Saygı, sevgi ve sabır yerlerde…
Araba hiç gündemde yokken, Ev emeklilik hayali iken şimdi ev sahibi olabilmek halkın büyük çoğunluğunun hayattaki ilk tek ve son gayesi…
Türkiye 8 yılda bir büyük 4 yılda bir küçük çaplı ekonomik krizlere istatistiksel olarak gebeydi. Hiç bir zaman bu kadar kalitesiz, insanları birbirinden bu kadar uzak ve farklı bir ülke değildi.
Günümüzde eskisi kadar siyaset yapılıyor mu? bilmiyorum. En azından çevremde eskisi kadar duymuyorum. Arkadaş ortamında bile “kapatın konuyu.” diyen birisi mutlaka çıkıyor. Akıl sağlığı bir kenara, endişe etmek konuşmamak için yeterli oluyor.

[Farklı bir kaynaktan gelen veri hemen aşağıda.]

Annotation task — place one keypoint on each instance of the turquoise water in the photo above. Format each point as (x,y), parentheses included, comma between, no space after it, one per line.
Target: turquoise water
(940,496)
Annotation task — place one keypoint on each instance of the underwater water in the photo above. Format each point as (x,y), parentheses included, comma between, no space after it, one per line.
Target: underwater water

Kitaplığı olan arkadaşlara bişey sormak istiyorum, yeni bir kitaplık aldım ama duvara sabitlemedim. Bu sorun yaratır mı sizce?
Bilgisi veya tavsiyesi olanlar aydınlatırsa memnun olurum.
En son gerçekleşen İzmir depremi esnasında televizyonu tutmak zorunda kalmama rağmen kitaplıklar devrilmedi. Ama imkanınız varsa duvara sabitleyin, kafanız rahat olur. Birkaç dübel, vida ve L demir yeterli.